You know certain things when you go into coaching. You know you will teach the sport, you know you will lead young men and women into competition and you know there will be the inevitable bumps in the road along the way. But there is one thing I never even considered would be one of the best benefits of coaching; the relationships. Especially in a small town like mine. I have had the joy of meeting, coaching and becoming friends with well over 500 young men and their families over the years. Sometimes I forget this, sometime I don’t appreciate that unexpected gift a coach is given by being allowed to do the things a coach does. Two wedding receptions this summer and seeing many many ex-players in attendance reminded me just how lucky we are/were to be a part of something so special.

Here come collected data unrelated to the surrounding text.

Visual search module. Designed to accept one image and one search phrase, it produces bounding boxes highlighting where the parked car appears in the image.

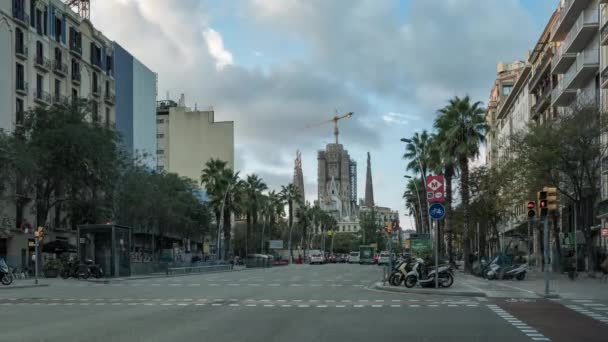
[335,254,346,263]
[310,253,326,264]
[327,254,337,263]
[377,251,391,265]
[348,252,360,264]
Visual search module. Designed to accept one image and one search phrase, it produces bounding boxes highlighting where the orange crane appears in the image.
[307,111,354,144]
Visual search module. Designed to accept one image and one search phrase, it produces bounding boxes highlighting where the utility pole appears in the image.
[543,216,550,296]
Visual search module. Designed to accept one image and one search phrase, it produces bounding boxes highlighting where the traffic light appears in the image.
[544,186,558,211]
[526,201,536,218]
[538,191,548,217]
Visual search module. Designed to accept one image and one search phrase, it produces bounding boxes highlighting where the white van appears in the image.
[348,251,360,264]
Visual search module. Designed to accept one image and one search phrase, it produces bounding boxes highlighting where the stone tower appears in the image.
[293,150,305,203]
[364,152,374,207]
[317,143,356,220]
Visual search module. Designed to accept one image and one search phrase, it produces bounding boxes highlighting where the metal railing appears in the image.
[92,85,101,96]
[53,60,68,75]
[70,43,82,56]
[104,91,115,103]
[71,70,81,83]
[15,79,27,92]
[562,49,599,89]
[15,43,27,57]
[552,0,576,37]
[34,89,51,103]
[530,53,551,89]
[90,55,102,70]
[35,55,51,70]
[12,7,29,25]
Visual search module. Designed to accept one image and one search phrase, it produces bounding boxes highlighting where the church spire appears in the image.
[364,152,374,207]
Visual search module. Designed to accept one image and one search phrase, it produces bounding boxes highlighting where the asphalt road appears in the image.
[1,263,606,342]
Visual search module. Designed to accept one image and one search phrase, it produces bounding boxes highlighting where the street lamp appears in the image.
[400,138,431,234]
[404,175,424,234]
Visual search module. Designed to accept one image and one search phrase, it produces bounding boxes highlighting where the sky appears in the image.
[90,0,557,229]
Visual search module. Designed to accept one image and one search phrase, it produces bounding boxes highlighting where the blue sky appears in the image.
[91,0,558,229]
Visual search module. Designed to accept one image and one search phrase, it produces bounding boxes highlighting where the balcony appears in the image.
[15,44,27,60]
[71,70,81,84]
[53,60,68,77]
[52,93,68,104]
[552,44,576,74]
[569,87,599,112]
[552,83,577,107]
[562,49,599,90]
[12,7,29,27]
[602,21,608,46]
[529,52,552,91]
[531,86,552,116]
[34,89,51,105]
[561,8,598,53]
[90,56,103,72]
[601,65,608,89]
[34,55,51,71]
[15,79,27,95]
[104,91,115,104]
[551,0,593,42]
[70,43,82,57]
[91,85,101,97]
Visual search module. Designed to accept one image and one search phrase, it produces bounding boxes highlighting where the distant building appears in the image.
[293,150,305,203]
[364,152,374,207]
[113,43,157,167]
[317,143,357,221]
[156,97,234,185]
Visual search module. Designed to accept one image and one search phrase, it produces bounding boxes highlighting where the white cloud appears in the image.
[253,50,263,57]
[203,28,234,70]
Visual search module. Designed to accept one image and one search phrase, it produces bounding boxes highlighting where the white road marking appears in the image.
[246,304,257,307]
[390,305,401,308]
[298,305,310,308]
[281,305,292,308]
[354,304,364,308]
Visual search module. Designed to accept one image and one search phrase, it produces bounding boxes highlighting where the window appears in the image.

It wasn’t always so special, though. I yelled at most of them on many occasions. I lost my temper with most of them at one time or the other. I lost sleep worrying about life decisions they made or were making. I drove them like dogs knowing they needed to get better. There were times they hated me. I know it. I could see it on their faces when I challenged them to improve. But, I also saw their joy when the light went on and they eventually noticed their improvement.
So, thanks boys! Thanks for all the practices, the proms, the road trips, the games, the dinners, the band and vocal concerts. Thanks for the graduation parties, the family functions, for TP-ing the house, for knocking on my front door wearing rubber masks and helping the Hays family move once upon a time ago. Above all, I especially thank you for all those intense summer mornings when, no matter how much you despised it, no matter how hot and miserable it was, you did all the crazy crap your idiot assistant coach asked you to do.